In reply to by hpfmn

Well TBH I'm more used to the expression controller working in a linear fashion - you don't usually get an option to change it with hardware synths, although there have been occasions when it would have been handy.

There is, however, a big difference between a convex/concave curve and the bipolar curve you are suggesting.

In the end it will come down to what works, and there is no harm in experimenting with these things.

My only concern is that the CC#11 controller will behave the same no matter what synth it is being used for.

IMO you should forget about velocity - if necessary we can do this in the soundfont by telling that instrument to play a fixed velocity whatever is being input. In this case all dynamics would be controlled by CC#11 whatever velocity was being sent to the preset.
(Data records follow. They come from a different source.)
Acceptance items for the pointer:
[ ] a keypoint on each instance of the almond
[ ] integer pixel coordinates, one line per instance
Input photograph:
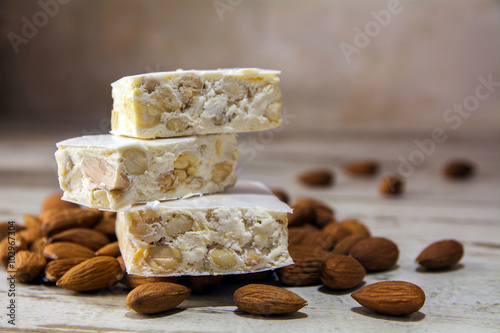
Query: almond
(90, 238)
(363, 168)
(265, 299)
(391, 185)
(133, 281)
(391, 297)
(54, 201)
(61, 250)
(376, 253)
(92, 274)
(458, 169)
(56, 268)
(203, 284)
(345, 245)
(440, 255)
(340, 272)
(28, 265)
(280, 193)
(305, 270)
(9, 246)
(158, 297)
(57, 220)
(111, 249)
(317, 177)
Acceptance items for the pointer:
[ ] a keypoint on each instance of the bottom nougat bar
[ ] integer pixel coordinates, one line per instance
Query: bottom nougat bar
(240, 231)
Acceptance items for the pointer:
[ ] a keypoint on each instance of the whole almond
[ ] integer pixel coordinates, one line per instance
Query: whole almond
(61, 250)
(7, 254)
(265, 299)
(157, 297)
(376, 253)
(28, 265)
(458, 169)
(391, 185)
(355, 227)
(111, 249)
(90, 238)
(54, 201)
(363, 168)
(56, 268)
(280, 193)
(391, 297)
(92, 274)
(345, 245)
(340, 272)
(203, 284)
(107, 225)
(317, 177)
(441, 255)
(305, 270)
(133, 281)
(58, 220)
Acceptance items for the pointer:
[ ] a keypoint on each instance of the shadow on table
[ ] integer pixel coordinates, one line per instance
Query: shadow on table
(138, 316)
(414, 317)
(289, 316)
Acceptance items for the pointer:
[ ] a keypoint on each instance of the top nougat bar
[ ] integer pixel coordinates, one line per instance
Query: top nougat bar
(181, 103)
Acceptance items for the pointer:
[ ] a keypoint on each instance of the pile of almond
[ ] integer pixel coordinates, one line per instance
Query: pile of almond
(76, 249)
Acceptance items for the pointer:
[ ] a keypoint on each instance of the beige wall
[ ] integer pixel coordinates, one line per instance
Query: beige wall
(426, 59)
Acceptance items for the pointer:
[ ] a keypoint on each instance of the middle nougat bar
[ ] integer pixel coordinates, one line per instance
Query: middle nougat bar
(112, 172)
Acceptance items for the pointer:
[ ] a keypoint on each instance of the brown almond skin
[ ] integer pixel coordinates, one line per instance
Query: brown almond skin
(393, 298)
(58, 220)
(133, 281)
(376, 253)
(111, 249)
(340, 272)
(61, 250)
(55, 269)
(317, 177)
(90, 238)
(267, 300)
(157, 297)
(441, 255)
(391, 185)
(361, 168)
(458, 169)
(92, 274)
(28, 266)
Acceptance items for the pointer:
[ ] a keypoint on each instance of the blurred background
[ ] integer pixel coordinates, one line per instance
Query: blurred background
(346, 65)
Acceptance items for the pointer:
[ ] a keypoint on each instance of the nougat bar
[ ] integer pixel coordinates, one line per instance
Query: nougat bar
(179, 103)
(241, 230)
(111, 172)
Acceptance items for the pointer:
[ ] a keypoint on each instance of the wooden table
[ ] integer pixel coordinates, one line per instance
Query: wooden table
(462, 300)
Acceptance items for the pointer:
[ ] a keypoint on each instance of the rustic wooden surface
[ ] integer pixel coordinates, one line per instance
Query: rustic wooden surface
(465, 299)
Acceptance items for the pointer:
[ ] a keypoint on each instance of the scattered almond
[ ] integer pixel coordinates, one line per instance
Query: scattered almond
(441, 255)
(111, 249)
(92, 274)
(391, 185)
(55, 269)
(391, 297)
(58, 220)
(376, 253)
(265, 299)
(364, 168)
(458, 169)
(340, 272)
(318, 177)
(28, 265)
(90, 238)
(157, 297)
(61, 250)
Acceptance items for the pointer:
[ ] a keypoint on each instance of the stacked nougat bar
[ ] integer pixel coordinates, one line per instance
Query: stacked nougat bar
(168, 169)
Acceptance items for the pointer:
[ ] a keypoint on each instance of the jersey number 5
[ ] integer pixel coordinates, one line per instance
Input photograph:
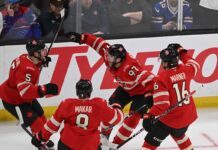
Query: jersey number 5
(82, 120)
(181, 93)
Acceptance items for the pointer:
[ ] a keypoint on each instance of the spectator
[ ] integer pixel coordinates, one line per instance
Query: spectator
(19, 22)
(1, 22)
(50, 20)
(94, 17)
(165, 14)
(207, 14)
(130, 16)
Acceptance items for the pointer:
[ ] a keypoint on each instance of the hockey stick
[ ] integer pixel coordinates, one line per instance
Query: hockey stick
(21, 123)
(58, 30)
(157, 118)
(128, 116)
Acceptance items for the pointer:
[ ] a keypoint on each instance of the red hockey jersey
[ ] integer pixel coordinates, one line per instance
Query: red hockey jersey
(172, 86)
(81, 119)
(131, 75)
(21, 85)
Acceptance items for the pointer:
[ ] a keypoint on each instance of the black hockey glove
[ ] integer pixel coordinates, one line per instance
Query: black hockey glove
(148, 121)
(49, 88)
(46, 61)
(116, 106)
(74, 36)
(37, 140)
(177, 46)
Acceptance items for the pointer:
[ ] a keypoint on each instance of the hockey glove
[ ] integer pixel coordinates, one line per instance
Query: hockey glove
(148, 121)
(177, 46)
(116, 106)
(37, 140)
(74, 36)
(49, 88)
(46, 61)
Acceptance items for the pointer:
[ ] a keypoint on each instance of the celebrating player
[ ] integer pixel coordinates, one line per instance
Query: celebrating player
(82, 117)
(20, 90)
(135, 83)
(171, 86)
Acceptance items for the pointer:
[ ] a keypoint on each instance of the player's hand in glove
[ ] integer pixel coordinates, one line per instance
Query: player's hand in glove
(46, 89)
(148, 121)
(177, 46)
(74, 36)
(37, 140)
(46, 62)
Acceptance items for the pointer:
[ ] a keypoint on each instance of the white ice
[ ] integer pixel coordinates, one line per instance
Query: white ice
(203, 134)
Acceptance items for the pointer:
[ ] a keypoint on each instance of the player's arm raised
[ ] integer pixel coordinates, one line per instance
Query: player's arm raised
(29, 90)
(97, 43)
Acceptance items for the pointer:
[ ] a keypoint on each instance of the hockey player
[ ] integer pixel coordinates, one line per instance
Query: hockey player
(170, 87)
(135, 83)
(82, 117)
(21, 88)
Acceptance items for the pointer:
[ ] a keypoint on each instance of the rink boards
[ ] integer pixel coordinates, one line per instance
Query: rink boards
(71, 61)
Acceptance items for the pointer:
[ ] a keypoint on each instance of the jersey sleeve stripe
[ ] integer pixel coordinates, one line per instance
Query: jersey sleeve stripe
(104, 126)
(22, 83)
(94, 43)
(161, 102)
(127, 127)
(121, 116)
(121, 136)
(160, 94)
(55, 122)
(114, 118)
(49, 129)
(149, 78)
(22, 92)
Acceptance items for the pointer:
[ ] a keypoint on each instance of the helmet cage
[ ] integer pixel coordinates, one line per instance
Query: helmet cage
(34, 45)
(84, 88)
(118, 51)
(171, 56)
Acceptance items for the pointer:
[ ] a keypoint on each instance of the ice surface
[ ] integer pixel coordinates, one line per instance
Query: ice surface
(203, 134)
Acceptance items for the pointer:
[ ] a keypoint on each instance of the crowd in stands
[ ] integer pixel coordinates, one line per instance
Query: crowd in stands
(21, 19)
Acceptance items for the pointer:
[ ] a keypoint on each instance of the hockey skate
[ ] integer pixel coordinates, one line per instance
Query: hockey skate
(48, 146)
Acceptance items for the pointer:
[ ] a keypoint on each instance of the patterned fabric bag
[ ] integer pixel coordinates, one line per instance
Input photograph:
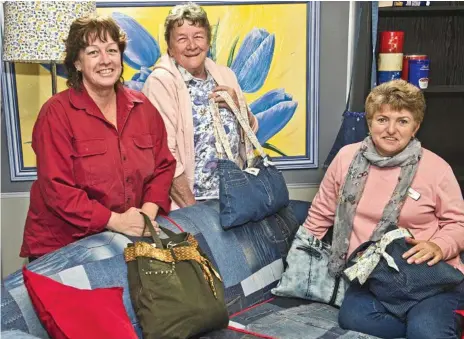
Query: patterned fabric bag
(175, 290)
(396, 284)
(307, 274)
(254, 193)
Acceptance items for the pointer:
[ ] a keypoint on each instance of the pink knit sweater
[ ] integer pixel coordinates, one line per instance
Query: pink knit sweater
(438, 215)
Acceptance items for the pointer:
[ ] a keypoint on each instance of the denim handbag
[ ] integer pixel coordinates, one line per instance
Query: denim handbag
(251, 194)
(307, 275)
(401, 286)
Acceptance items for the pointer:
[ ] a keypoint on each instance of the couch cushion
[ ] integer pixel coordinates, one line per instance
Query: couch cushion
(287, 318)
(250, 259)
(63, 310)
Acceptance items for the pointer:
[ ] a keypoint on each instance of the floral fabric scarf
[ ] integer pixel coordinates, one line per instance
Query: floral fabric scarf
(352, 191)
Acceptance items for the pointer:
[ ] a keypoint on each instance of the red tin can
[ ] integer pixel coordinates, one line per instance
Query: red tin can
(406, 58)
(391, 42)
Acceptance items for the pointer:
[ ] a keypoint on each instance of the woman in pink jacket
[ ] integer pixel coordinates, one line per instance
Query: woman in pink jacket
(390, 179)
(180, 86)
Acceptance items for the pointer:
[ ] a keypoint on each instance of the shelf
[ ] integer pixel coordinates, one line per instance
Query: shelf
(421, 10)
(445, 89)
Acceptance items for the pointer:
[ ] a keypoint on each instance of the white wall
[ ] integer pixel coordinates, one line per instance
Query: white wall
(13, 215)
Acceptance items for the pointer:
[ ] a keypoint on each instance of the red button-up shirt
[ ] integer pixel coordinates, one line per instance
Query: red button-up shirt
(87, 168)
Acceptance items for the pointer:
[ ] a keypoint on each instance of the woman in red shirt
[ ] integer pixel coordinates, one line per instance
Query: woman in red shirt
(101, 148)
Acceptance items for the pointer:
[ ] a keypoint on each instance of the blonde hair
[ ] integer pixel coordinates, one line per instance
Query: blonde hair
(191, 12)
(398, 95)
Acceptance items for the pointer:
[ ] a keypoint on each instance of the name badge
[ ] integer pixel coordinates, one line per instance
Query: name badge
(413, 194)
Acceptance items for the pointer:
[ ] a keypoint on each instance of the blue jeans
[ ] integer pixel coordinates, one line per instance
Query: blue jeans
(432, 318)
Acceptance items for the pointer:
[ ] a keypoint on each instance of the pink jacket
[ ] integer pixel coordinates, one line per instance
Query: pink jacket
(166, 89)
(438, 214)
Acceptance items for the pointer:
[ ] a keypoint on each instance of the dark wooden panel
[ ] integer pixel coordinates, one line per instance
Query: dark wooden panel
(440, 37)
(442, 131)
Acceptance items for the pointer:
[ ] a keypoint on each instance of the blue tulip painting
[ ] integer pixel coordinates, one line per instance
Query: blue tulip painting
(272, 48)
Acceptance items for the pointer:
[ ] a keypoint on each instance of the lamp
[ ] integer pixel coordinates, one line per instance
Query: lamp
(35, 30)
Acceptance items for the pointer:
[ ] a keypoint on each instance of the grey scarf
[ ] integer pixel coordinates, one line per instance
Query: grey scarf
(353, 188)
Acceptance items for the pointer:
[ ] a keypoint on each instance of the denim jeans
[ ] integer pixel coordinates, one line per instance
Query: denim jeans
(432, 318)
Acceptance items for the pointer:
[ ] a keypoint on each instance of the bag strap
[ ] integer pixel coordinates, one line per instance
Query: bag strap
(240, 116)
(153, 233)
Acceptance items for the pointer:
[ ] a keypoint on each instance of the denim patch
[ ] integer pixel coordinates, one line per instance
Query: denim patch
(248, 197)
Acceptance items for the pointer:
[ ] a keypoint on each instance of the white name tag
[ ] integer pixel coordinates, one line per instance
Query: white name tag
(252, 170)
(413, 194)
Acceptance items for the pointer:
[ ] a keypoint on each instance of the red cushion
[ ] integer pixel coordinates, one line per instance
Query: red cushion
(71, 313)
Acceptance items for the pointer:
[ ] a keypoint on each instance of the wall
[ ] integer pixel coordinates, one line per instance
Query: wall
(302, 183)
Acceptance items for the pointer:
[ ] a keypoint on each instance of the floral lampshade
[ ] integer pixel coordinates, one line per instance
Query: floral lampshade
(34, 30)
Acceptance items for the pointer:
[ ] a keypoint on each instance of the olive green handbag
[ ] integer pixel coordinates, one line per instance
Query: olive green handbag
(175, 290)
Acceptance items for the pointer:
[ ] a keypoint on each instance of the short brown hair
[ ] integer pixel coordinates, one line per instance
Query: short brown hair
(81, 33)
(191, 12)
(398, 95)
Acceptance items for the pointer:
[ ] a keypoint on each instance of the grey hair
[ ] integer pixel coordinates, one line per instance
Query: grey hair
(191, 12)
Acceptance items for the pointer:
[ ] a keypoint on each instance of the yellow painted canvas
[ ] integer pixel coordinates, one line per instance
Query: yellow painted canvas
(271, 47)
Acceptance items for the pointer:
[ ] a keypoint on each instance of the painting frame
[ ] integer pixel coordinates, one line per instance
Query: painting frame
(20, 172)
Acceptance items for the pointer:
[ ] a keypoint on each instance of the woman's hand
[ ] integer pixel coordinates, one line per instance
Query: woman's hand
(130, 222)
(220, 100)
(151, 210)
(423, 251)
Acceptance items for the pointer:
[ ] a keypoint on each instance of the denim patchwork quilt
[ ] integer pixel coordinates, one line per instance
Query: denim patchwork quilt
(250, 259)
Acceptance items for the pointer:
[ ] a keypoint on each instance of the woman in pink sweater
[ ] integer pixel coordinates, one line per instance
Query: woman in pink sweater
(390, 179)
(180, 86)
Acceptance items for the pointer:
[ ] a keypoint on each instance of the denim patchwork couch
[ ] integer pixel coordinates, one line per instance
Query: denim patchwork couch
(250, 259)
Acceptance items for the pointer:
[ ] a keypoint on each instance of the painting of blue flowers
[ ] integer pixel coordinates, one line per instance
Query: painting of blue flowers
(273, 48)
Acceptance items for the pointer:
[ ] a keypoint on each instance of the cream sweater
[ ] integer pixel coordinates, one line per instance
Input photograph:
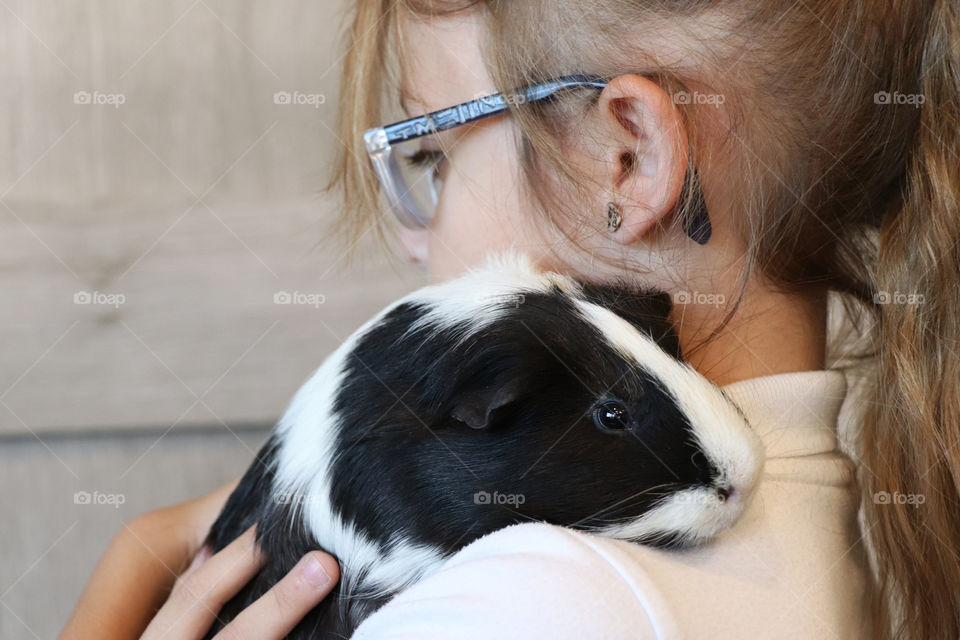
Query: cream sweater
(792, 567)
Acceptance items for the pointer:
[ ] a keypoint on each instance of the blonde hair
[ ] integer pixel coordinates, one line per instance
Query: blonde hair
(862, 102)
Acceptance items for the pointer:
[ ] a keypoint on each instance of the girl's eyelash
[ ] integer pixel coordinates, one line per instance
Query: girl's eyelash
(425, 158)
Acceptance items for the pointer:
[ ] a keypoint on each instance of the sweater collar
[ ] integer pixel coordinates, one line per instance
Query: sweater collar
(794, 414)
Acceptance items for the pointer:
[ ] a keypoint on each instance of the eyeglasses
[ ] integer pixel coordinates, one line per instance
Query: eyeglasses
(412, 182)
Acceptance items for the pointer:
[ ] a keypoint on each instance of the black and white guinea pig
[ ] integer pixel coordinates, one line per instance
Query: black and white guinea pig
(506, 395)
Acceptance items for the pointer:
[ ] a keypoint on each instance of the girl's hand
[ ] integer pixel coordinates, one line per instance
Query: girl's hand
(139, 568)
(198, 596)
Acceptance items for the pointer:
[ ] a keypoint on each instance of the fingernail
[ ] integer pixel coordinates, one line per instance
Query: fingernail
(313, 572)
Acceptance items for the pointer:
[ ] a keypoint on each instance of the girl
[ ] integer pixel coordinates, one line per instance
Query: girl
(749, 157)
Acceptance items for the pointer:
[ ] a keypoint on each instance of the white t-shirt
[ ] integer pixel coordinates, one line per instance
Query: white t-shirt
(792, 567)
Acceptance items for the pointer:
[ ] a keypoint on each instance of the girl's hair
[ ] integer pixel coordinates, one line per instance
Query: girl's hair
(844, 151)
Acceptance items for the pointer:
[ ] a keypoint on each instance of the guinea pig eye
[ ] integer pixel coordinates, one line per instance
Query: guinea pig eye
(611, 415)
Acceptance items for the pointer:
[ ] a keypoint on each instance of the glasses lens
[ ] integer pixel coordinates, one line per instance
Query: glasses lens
(419, 178)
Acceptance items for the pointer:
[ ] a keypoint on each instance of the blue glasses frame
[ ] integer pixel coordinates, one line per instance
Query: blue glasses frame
(379, 142)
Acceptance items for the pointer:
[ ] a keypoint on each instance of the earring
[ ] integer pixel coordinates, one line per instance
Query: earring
(614, 217)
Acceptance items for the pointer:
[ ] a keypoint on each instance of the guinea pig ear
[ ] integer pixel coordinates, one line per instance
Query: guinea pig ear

I must confess I have never tried this when designing a soundfont, so some experimentation may be necessary to get it right, but I have programmed hardware synths in the past to work on a fixed velocity most notably for organ and other pad sounds, and simply using CC#11 for dynamics works fine.

In reply to by hpfmn

But there is actually no curve standard as I know?

The SF04 standard says

The MIDI Continuous Controller 11 data value is used as a Negative Unipolar source; thus the input value of 0 is mapped to
a value of 127/128, an input value of 127 is mapped to 0 and all other values are mapped between 127/128 and 0 in a concave fashion. There is no secondary source for this modulator; thus its effect is the same as the effect of multiplying the amount by 1. The amount of this modulator is 960 cB (or 96 dB) of attenuation.

Is that the curve you are talking about?